We just had a horrendous experience trying to deploy the example llama.cpp serve... | Hacker News

Hacker Newsnew | past | comments | ask | show | jobs | submit

brucethemoose2 on Jan 6, 2024 | parent | context | favorite | on: Nitro: A fast, lightweight inference server with O...

We just had a horrendous experience trying to deploy the example llama.cpp server for production. In addition to bugs, stability, and general fragility, when it did work, it was slow as molasses on an A100. And we spent a lot of effort sticking with it because of the grammar feature.

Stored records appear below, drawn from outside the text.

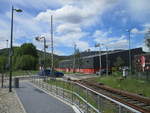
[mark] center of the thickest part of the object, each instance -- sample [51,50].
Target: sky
[80,22]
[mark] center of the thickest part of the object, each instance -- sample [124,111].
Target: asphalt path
[36,101]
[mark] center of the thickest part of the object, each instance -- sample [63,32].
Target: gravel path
[37,101]
[9,102]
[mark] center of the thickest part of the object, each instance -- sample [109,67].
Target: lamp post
[45,46]
[52,48]
[11,48]
[106,58]
[100,59]
[130,59]
[74,59]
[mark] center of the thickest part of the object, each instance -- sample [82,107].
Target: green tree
[2,63]
[28,49]
[119,62]
[147,39]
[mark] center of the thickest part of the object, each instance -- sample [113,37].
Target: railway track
[137,102]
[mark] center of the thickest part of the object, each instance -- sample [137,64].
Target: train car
[91,64]
[142,62]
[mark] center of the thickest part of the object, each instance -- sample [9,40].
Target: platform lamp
[100,59]
[11,47]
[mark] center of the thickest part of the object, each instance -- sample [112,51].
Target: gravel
[9,102]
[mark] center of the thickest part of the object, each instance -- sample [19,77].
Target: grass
[22,72]
[129,84]
[69,86]
[91,98]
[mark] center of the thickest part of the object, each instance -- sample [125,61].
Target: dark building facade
[91,64]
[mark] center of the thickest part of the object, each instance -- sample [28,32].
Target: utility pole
[74,60]
[100,59]
[130,59]
[52,48]
[107,61]
[11,48]
[11,52]
[44,54]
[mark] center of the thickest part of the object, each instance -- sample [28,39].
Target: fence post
[87,100]
[98,103]
[72,92]
[119,109]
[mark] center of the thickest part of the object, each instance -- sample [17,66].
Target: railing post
[87,100]
[119,109]
[72,92]
[63,88]
[98,103]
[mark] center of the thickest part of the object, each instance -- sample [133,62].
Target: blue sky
[84,22]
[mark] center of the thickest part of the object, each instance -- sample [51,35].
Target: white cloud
[112,42]
[139,9]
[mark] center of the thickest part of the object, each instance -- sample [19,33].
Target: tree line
[25,57]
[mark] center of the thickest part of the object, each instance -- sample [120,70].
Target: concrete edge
[20,102]
[76,110]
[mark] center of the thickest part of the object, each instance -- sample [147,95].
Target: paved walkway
[36,101]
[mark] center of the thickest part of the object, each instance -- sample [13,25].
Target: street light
[100,59]
[130,59]
[45,46]
[106,59]
[11,47]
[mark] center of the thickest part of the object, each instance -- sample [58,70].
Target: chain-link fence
[85,99]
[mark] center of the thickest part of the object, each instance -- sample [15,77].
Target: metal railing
[85,99]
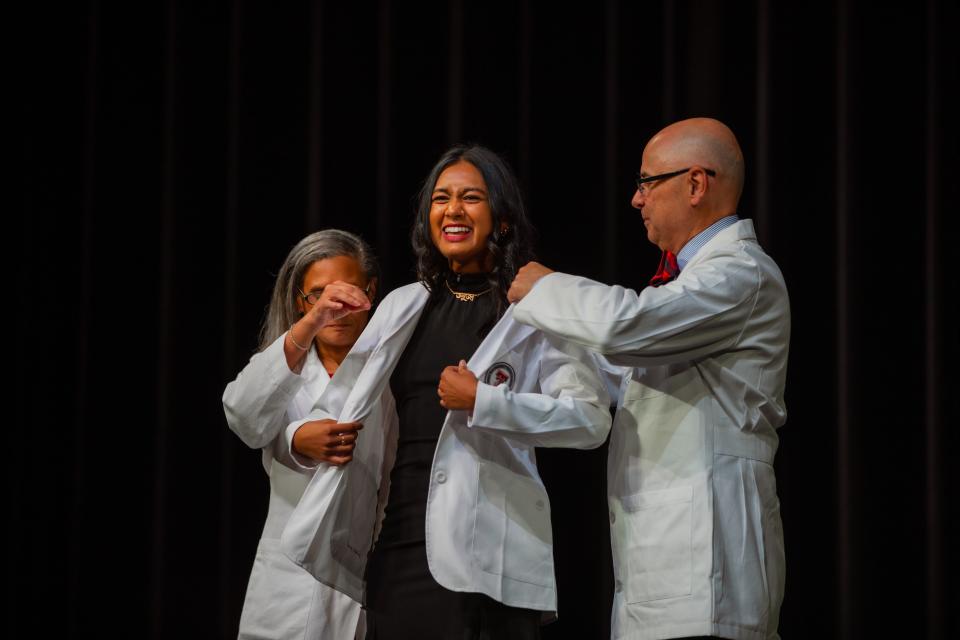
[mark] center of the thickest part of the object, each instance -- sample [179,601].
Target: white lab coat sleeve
[330,404]
[256,402]
[702,312]
[572,409]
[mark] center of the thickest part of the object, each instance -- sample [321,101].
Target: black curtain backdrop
[167,154]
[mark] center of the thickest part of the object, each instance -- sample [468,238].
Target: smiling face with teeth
[460,218]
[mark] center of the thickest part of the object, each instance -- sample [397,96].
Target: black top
[449,330]
[400,588]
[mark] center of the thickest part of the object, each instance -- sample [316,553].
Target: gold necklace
[463,296]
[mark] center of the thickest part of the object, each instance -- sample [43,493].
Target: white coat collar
[741,230]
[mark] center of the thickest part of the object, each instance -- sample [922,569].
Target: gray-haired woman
[320,305]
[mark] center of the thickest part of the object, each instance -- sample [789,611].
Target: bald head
[707,143]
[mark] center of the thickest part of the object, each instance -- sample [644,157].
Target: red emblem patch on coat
[500,373]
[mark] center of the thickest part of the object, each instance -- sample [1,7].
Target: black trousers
[455,616]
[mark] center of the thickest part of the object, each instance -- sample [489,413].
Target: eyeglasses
[643,180]
[313,297]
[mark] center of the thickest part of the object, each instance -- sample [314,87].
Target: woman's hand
[337,300]
[327,441]
[458,388]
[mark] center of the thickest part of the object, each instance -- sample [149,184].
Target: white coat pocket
[659,544]
[513,537]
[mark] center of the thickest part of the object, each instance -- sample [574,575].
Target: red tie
[667,270]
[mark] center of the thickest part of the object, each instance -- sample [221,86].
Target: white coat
[695,519]
[283,600]
[488,516]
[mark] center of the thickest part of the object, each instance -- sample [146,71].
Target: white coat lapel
[502,339]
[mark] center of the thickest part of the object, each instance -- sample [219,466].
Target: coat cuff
[300,461]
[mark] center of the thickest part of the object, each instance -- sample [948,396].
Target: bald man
[694,515]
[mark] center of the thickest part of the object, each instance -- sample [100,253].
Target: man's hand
[327,441]
[458,388]
[528,276]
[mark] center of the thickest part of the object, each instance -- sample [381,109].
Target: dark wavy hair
[509,250]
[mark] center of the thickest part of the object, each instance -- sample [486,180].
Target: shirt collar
[690,249]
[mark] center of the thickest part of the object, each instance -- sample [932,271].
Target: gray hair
[329,243]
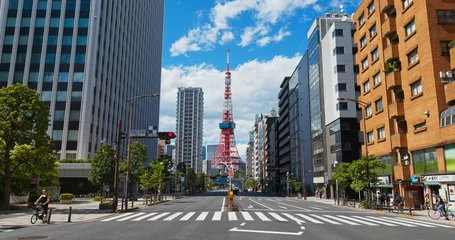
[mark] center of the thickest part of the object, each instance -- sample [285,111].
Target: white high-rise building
[190,122]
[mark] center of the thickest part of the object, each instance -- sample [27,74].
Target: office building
[406,79]
[190,122]
[85,58]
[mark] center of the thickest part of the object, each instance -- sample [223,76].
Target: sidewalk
[415,214]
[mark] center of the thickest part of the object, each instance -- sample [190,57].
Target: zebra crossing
[307,218]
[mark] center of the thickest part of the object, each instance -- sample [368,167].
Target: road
[263,217]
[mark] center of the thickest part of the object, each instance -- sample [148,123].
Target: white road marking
[173,216]
[262,216]
[375,221]
[278,217]
[145,216]
[261,204]
[119,216]
[341,220]
[129,217]
[216,216]
[310,219]
[268,232]
[232,216]
[187,216]
[326,220]
[202,216]
[247,216]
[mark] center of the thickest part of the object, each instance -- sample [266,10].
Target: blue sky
[266,38]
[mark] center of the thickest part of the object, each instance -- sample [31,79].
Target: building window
[365,63]
[363,41]
[338,32]
[373,31]
[425,161]
[381,133]
[445,49]
[410,28]
[338,50]
[371,8]
[377,79]
[370,136]
[368,111]
[341,68]
[413,56]
[375,55]
[341,87]
[342,106]
[361,20]
[366,87]
[406,3]
[378,105]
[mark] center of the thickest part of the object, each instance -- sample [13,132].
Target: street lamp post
[128,170]
[364,105]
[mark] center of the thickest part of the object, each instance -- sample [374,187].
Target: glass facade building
[85,58]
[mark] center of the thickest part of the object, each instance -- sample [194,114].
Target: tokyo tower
[227,154]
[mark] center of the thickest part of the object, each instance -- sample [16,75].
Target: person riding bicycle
[440,205]
[44,198]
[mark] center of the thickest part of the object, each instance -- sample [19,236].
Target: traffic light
[167,136]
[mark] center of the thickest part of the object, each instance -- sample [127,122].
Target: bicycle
[38,213]
[435,214]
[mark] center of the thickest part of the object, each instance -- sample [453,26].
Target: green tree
[102,166]
[137,161]
[24,122]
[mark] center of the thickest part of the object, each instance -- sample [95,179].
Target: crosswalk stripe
[232,216]
[247,216]
[262,216]
[341,220]
[435,224]
[394,222]
[420,223]
[202,216]
[173,216]
[113,218]
[216,216]
[158,216]
[326,220]
[310,219]
[278,217]
[143,217]
[297,220]
[375,221]
[358,220]
[129,217]
[187,216]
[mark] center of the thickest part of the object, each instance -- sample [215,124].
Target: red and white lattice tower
[227,155]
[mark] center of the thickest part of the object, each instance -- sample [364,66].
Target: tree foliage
[137,161]
[25,147]
[102,166]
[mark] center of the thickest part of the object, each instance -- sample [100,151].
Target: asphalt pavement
[261,217]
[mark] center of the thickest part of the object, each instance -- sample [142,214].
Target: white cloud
[264,13]
[255,87]
[226,38]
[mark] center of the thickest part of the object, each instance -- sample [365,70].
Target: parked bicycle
[435,214]
[38,213]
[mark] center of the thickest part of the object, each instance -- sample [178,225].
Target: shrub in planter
[98,198]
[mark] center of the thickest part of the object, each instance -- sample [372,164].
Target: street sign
[138,133]
[153,131]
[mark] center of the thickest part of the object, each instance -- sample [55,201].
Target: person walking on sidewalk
[44,198]
[440,205]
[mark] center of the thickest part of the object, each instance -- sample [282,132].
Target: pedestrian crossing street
[351,220]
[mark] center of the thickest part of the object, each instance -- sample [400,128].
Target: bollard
[49,216]
[69,214]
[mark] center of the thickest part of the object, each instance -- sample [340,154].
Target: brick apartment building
[405,75]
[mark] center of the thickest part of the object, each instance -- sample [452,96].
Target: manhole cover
[32,237]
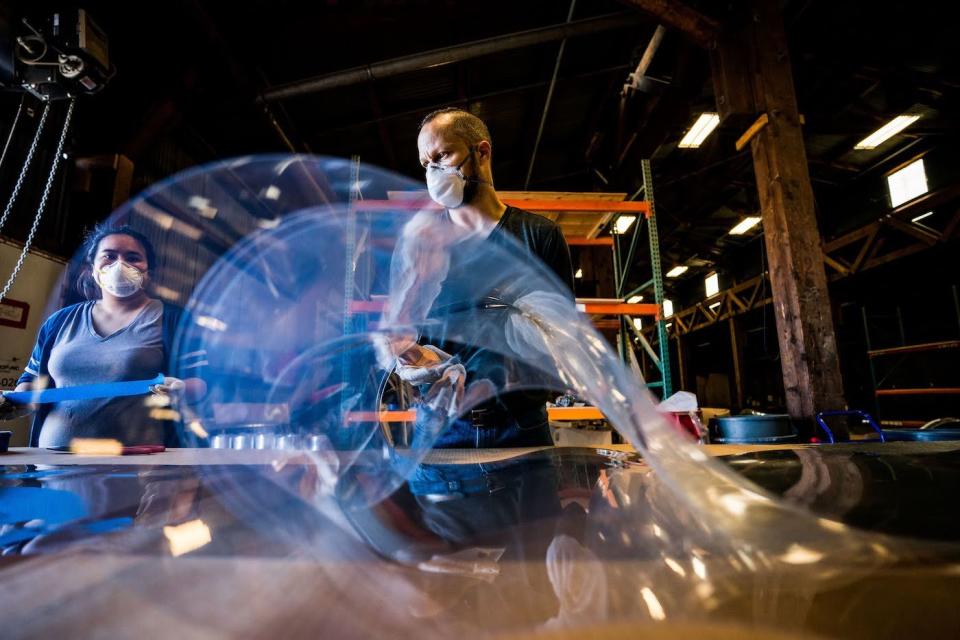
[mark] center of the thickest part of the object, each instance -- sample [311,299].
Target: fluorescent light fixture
[187,537]
[624,223]
[745,225]
[704,125]
[886,132]
[677,271]
[712,284]
[907,183]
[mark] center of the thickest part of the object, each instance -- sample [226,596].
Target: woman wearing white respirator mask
[119,334]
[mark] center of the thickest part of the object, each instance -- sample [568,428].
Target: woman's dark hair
[85,283]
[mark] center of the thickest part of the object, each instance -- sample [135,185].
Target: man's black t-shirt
[543,239]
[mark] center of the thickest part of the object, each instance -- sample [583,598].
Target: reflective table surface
[211,544]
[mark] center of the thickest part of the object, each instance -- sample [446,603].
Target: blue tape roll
[84,391]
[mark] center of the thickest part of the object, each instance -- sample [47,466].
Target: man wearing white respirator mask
[455,151]
[119,334]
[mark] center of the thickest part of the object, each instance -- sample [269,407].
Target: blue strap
[84,391]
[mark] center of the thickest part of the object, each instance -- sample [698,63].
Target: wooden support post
[681,365]
[808,347]
[737,354]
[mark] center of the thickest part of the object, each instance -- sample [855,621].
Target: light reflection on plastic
[798,554]
[209,322]
[187,537]
[202,206]
[736,505]
[675,567]
[164,414]
[166,293]
[699,568]
[96,447]
[653,605]
[197,429]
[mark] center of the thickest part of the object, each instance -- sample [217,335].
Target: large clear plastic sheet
[308,280]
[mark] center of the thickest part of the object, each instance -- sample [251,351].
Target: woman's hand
[170,388]
[10,410]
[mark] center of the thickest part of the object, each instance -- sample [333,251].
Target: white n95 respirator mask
[120,279]
[448,186]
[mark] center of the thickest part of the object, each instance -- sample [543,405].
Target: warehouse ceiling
[199,80]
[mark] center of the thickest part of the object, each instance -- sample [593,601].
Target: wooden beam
[808,347]
[673,13]
[754,129]
[737,354]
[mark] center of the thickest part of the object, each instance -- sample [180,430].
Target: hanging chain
[43,198]
[13,129]
[26,166]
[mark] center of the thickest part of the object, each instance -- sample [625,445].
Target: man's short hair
[462,123]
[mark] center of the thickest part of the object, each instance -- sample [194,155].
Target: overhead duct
[449,55]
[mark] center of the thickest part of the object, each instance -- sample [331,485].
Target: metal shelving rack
[622,266]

...So I would not recommend a batched llama.cpp server to anyone, TBH, when there are a grab back of splended OpenAI endpoints like TabbyAPI, Aphrodite, LiteLLM, VLLM...

gessha on Jan 6, 2024 | [–]

Wasn’t it written for CPU only? A100 would better take an optimized PyTorch or Tensorflow implementation. Just trying to understand the logic here.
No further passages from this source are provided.